The AOL comparison is the part worth sitting with. There was a moment in the mid-nineties when AOL and CompuServe genuinely seemed like they might be the internet for most people. Closed, curated, clean. Then the open web ate them. Not because open was morally better, but because it was more composable. You could build weird things on top of it. Weird things turned out to be valuable.
I don’t know if that exact story repeats with AI. The open web analogy only goes so far; models require serious compute to run, and “every business has its own model” sounds great until you price it out. Someone in the comments noted that 96GB Blackwell cards are already down to twelve thousand dollars, which was said as a sign of progress. Twelve thousand dollars. I bought my car for less.
Still. I’ve watched open source quietly eat industries that seemed impregnable. R replaced a lot of expensive stats software. QGIS took a real bite out of ArcGIS. Linux runs most of the infrastructure I’ve worked on for fifteen years, while the year of Linux on the desktop became the longest-running joke in tech. The joke has a point, but so does the underlying observation: open source tends to win in the infrastructure layer, eventually, in ways that are hard to predict from the outside.

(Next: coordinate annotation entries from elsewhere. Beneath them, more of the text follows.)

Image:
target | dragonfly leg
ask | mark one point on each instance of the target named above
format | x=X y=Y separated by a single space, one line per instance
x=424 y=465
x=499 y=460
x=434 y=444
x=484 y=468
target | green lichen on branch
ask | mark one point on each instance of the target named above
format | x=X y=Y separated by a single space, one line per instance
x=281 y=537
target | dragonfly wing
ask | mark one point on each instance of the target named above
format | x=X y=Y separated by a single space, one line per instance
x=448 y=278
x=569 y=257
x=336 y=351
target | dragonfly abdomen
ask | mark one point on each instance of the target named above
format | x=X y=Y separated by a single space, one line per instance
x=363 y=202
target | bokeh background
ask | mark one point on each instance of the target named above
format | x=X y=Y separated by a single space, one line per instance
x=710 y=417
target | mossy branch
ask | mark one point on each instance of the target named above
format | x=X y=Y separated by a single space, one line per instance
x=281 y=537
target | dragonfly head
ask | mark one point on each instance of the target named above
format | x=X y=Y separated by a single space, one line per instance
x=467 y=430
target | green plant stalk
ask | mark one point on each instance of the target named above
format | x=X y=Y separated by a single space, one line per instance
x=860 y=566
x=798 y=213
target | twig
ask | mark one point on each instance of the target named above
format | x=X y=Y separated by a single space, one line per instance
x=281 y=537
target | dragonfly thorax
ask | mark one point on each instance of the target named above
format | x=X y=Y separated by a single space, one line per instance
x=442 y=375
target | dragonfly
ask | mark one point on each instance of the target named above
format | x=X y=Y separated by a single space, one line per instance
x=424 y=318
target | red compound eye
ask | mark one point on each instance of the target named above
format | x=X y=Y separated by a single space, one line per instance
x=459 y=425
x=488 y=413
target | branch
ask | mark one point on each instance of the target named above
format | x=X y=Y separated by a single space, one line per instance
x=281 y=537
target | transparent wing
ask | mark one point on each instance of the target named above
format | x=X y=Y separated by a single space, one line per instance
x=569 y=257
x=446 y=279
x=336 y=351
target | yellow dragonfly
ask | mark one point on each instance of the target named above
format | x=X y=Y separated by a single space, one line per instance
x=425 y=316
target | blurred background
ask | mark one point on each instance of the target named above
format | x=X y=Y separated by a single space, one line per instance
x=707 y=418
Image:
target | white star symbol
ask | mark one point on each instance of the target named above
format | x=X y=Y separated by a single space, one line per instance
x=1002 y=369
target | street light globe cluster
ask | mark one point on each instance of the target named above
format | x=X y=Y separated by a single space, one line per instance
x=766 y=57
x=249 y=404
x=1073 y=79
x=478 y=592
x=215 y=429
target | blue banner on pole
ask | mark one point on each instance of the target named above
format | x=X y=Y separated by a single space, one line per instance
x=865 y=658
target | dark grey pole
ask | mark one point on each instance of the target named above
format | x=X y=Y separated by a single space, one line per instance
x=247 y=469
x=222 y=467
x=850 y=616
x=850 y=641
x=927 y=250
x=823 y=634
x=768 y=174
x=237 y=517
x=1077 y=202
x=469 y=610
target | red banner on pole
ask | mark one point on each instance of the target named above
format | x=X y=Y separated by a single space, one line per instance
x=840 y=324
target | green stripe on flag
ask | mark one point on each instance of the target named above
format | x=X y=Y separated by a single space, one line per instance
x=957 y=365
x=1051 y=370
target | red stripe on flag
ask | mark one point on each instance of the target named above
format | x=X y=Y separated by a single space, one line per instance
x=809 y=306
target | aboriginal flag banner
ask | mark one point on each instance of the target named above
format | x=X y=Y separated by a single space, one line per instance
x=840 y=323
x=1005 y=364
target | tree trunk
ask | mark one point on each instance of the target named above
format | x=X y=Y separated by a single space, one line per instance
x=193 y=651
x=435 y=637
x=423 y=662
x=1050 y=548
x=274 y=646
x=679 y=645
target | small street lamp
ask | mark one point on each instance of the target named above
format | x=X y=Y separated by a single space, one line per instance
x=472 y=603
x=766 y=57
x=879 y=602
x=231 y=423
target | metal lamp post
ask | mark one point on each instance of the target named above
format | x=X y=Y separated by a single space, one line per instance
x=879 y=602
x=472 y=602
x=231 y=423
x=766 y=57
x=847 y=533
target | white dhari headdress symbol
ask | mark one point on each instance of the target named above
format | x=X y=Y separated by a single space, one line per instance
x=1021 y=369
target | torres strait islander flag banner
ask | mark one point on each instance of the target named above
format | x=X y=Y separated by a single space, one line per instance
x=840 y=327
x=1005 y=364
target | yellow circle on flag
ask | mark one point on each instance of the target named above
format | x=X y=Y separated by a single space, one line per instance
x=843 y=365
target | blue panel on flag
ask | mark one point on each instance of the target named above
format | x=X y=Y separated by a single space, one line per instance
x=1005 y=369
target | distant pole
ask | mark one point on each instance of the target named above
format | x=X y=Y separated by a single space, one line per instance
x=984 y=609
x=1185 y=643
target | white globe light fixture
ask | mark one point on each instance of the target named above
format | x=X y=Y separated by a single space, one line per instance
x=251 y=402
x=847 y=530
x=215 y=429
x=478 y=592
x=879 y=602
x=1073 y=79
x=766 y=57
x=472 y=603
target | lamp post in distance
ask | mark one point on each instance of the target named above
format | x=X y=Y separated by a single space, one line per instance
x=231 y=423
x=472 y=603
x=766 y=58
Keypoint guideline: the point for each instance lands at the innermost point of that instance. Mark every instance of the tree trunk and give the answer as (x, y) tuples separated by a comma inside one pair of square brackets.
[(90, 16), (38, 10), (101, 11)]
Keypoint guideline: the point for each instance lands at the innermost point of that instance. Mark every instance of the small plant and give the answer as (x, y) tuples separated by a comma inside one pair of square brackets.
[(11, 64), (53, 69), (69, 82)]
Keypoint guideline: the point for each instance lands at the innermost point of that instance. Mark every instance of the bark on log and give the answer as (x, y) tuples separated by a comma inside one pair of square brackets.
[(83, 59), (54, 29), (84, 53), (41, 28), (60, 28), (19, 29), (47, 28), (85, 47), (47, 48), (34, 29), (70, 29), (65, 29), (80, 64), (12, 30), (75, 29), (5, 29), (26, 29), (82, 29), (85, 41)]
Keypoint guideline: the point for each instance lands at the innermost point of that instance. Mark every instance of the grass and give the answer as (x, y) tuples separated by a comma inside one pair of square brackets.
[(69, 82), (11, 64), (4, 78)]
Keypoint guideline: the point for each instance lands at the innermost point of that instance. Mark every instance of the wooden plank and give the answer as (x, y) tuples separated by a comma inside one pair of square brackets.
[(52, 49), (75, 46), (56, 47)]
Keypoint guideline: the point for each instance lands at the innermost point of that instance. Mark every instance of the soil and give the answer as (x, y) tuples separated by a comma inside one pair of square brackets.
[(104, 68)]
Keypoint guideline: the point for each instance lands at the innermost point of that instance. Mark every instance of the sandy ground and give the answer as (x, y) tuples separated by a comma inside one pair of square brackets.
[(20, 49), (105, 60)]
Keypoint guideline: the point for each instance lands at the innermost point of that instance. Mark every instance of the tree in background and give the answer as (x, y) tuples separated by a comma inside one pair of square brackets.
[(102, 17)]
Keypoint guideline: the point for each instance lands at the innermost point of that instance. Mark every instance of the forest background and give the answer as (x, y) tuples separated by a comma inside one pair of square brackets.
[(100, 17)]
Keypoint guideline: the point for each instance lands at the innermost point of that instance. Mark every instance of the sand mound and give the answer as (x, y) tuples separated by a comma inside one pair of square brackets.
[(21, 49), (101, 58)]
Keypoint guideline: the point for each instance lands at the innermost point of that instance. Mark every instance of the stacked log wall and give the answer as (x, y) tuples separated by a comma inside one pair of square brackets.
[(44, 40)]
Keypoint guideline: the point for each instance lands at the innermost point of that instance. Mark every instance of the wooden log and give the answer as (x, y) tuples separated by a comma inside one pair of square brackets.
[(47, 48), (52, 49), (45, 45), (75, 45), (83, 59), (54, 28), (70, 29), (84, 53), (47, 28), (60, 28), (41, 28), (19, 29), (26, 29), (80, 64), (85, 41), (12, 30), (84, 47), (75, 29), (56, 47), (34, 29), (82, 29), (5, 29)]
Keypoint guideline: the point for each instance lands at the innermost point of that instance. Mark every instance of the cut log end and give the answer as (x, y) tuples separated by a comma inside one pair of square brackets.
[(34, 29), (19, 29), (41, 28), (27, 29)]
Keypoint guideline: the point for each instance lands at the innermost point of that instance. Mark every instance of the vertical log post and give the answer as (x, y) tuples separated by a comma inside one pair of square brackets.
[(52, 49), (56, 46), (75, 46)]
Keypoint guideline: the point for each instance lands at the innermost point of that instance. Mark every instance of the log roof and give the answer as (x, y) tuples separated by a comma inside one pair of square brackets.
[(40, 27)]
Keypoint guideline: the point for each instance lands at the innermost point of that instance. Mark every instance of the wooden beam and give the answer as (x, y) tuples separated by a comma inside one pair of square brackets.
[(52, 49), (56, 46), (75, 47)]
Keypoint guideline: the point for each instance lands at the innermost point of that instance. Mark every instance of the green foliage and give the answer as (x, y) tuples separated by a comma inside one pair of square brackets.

The AGI claim is the other thread worth pulling. Someone in the comments made the 1909 aviation comparison: dismissing AGI now is like saying in 1909 that commercial flight will never work. It’s a reasonable rebuttal. It’s also the kind of rebuttal that sounds good and proves nothing. You can make the same argument about cold fusion. Timing and mechanism matter, and “it seemed impossible before and then wasn’t” is not a theory of how or when.
I genuinely don’t know whether AGI is coming in ten years or fifty or never. I’m skeptical of people who are certain in either direction. What I notice is that the people most confident it’s imminent are often the ones who need you to believe that to justify their valuation, and the people most confident it’s impossible are often the ones selling you the alternative.
The version of the future I find most plausible, for whatever that’s worth, is messier than either camp describes. Some businesses will run local models. Most won’t, because it’s hard and they have other problems. The hyperscalers will remain enormous. Open weights models will get genuinely good and will matter more than the closed-model boosters want to admit. Nvidia will continue to make extraordinary amounts of money regardless of which scenario wins, which is perhaps the most reliable prediction of all.
The bit that actually interests me is the distributed training problem. A few people in the thread mentioned it. Training at scale currently requires centralised infrastructure almost by definition. If that gets solved, the whole landscape shifts. It’s technically hard in ways I only partially understand, but the people working on it seem serious.
That’s the thing I’d watch, more than whatever a senior Nvidia executive says on a podcast.